The average life of a woman in North America is 80 years old, which is pretty good, but the thought that I have just over 60 years of my life left to live scares me. The 19 years that I have already lived (ah the past tense is creeping me out) is about 1/4 of my entire life. The next 3/4 are going to be filled with a lot of good and bad experiences, but they are going to go buy so quickly.
I don't want to waste away my life. I want to live my life to my fullest potential. I'd like to believe that there is a God up in heaven and if there is, then it gave me 80 years to learn the true meaning of life. I have learned a lot in the first quarter of my life, but I want to learn more.

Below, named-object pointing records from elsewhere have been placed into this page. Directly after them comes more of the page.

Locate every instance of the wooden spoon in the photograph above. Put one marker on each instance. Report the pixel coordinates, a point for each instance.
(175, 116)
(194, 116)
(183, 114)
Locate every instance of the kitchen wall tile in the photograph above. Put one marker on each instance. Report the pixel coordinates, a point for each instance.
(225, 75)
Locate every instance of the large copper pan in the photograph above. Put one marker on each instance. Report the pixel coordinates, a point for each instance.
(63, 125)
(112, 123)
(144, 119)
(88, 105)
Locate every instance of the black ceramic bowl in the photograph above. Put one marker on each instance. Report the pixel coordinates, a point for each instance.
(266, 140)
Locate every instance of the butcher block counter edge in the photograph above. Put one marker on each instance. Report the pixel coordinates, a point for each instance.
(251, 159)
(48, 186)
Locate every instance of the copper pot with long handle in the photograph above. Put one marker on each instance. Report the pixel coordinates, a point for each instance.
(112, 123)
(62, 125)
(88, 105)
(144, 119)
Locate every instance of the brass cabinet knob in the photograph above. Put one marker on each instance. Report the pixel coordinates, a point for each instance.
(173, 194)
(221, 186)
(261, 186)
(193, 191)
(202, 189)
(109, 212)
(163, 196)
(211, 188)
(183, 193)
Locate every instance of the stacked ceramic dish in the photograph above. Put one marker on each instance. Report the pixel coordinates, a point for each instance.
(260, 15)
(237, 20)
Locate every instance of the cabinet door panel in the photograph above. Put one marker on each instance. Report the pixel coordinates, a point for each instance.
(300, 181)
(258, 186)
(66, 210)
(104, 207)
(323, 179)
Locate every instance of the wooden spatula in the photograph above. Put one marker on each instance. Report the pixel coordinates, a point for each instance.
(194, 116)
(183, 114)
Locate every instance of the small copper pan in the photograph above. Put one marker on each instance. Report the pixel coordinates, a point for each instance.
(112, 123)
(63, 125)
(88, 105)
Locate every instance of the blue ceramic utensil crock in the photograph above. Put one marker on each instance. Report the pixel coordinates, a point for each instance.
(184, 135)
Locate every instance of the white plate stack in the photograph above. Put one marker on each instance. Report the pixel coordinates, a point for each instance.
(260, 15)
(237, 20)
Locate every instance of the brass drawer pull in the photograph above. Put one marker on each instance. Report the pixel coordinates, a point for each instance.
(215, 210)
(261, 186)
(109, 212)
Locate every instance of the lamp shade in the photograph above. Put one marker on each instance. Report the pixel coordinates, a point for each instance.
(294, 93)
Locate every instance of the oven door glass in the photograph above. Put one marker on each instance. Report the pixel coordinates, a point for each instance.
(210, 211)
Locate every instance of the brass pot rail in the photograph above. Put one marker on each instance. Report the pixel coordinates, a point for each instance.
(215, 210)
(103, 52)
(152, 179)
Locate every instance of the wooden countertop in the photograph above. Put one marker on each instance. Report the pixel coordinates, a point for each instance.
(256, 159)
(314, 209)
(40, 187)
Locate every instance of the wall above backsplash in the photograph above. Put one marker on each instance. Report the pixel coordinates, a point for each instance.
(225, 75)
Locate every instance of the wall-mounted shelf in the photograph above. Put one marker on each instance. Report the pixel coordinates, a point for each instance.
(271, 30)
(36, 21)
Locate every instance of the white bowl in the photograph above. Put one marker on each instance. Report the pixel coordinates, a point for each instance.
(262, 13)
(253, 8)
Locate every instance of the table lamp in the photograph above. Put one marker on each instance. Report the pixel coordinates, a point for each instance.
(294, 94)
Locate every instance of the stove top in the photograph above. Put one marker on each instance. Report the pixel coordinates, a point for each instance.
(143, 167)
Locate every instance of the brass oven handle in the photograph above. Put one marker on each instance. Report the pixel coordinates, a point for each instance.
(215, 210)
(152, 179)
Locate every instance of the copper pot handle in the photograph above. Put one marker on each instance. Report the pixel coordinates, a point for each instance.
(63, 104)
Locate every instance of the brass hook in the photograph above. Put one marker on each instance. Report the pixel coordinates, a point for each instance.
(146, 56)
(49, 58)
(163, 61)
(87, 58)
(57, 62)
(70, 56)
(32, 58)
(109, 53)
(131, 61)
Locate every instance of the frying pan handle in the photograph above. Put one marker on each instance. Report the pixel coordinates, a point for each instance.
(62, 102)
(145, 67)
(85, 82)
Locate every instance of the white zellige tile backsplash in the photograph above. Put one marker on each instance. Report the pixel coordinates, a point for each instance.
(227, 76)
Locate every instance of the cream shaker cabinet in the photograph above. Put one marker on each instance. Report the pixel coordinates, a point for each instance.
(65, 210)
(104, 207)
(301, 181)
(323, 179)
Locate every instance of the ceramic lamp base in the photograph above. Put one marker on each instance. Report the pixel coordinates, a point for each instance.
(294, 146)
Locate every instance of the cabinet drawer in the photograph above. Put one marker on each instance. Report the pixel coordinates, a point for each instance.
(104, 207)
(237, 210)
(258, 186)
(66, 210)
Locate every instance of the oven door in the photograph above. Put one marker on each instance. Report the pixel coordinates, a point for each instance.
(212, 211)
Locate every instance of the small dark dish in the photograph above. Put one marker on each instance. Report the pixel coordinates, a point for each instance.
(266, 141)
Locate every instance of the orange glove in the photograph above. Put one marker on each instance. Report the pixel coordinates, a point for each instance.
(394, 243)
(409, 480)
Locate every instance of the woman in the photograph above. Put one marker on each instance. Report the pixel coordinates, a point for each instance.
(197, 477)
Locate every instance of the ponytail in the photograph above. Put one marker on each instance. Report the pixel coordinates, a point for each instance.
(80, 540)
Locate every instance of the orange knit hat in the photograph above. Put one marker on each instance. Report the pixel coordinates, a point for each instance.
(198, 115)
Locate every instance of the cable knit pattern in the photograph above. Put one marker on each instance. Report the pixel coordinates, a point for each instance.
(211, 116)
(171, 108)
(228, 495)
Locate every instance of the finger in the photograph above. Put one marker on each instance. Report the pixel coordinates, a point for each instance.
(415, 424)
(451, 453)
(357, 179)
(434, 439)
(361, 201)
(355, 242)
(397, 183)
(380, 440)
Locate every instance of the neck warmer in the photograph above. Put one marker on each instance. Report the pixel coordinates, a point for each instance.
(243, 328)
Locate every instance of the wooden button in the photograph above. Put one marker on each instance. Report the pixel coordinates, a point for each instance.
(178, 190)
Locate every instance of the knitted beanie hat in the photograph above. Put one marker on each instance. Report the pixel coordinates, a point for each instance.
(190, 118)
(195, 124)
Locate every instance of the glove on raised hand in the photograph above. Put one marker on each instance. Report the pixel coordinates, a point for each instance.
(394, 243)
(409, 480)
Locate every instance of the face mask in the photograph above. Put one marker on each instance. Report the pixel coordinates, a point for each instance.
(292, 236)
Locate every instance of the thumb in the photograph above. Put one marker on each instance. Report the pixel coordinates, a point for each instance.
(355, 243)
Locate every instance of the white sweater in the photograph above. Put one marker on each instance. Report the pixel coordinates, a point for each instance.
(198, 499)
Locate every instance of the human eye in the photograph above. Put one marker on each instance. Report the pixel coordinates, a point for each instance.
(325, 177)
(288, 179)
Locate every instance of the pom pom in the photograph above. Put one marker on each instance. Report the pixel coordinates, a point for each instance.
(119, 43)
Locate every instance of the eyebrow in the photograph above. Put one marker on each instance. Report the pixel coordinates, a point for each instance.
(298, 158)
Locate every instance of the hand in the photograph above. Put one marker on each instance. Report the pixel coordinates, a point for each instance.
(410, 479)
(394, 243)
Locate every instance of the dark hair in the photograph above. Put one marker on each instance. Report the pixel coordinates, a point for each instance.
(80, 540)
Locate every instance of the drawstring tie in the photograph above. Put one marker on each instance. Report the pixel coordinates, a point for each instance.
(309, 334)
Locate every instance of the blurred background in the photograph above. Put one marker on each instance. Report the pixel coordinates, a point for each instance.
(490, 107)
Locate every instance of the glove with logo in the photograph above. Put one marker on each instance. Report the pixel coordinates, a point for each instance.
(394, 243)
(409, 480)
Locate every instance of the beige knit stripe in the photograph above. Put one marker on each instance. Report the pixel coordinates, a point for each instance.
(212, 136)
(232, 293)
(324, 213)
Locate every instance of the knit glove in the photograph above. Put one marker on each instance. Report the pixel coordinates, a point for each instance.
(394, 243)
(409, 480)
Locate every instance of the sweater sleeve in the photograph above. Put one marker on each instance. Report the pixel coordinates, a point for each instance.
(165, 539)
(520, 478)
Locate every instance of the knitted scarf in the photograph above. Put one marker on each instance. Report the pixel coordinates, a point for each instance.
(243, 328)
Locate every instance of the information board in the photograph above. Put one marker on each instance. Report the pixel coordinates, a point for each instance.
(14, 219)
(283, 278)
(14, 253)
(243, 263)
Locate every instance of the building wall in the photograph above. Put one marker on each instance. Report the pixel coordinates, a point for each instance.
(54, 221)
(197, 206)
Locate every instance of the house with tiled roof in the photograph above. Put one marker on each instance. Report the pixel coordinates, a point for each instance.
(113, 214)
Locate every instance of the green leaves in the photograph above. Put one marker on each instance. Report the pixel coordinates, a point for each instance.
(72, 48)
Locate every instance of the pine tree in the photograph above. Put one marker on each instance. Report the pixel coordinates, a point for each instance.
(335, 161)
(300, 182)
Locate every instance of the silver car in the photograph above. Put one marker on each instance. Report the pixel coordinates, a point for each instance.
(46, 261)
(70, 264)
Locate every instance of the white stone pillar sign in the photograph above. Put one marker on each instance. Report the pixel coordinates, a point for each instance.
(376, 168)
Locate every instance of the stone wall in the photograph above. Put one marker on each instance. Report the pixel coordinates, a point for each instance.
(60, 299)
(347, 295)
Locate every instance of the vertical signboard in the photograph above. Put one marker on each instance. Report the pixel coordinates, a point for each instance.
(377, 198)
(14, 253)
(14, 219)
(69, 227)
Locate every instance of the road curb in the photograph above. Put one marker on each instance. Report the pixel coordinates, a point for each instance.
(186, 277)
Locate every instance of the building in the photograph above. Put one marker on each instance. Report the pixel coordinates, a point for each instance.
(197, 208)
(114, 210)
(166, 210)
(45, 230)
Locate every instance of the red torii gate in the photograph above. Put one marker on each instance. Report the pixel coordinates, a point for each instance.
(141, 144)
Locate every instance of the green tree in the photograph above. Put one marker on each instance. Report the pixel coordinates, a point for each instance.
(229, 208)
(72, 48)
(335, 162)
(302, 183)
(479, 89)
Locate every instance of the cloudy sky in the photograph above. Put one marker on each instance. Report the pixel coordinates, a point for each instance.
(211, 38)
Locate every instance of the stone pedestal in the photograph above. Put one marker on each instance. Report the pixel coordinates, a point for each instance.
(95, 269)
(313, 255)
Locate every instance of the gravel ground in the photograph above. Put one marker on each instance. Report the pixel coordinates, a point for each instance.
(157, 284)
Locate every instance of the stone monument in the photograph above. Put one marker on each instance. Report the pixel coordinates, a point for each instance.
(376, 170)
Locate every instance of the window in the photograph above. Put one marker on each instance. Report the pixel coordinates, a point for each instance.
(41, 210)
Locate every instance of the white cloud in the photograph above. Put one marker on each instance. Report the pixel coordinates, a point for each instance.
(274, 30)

I want to know how I can be so lucky in Canada but people on the other side of the world living in third world countries are struggling to stay hydrated. The literal answer to this seems obvious; that their living conditions are poor, that multinational corporations outsource to third world countries providing unhealthy work places for many women and children, and that they do not have access to clean water, shelter, and food to sustain themselves.
The question I want to truly know the answer to, however, is what is it like to live in those conditions? We have no idea unless we experience it therefore who are we to judge?
It's nice to give a donation to charities who help those less fortunate, but in doing that we are passing on our conern materialistically without actually dealing with it ourselves. I want to go to a third world country and understand how those less fortunate than myself live in poor conditions. I want to know what those less fortunate than myself really want. I want to hear what they have to say.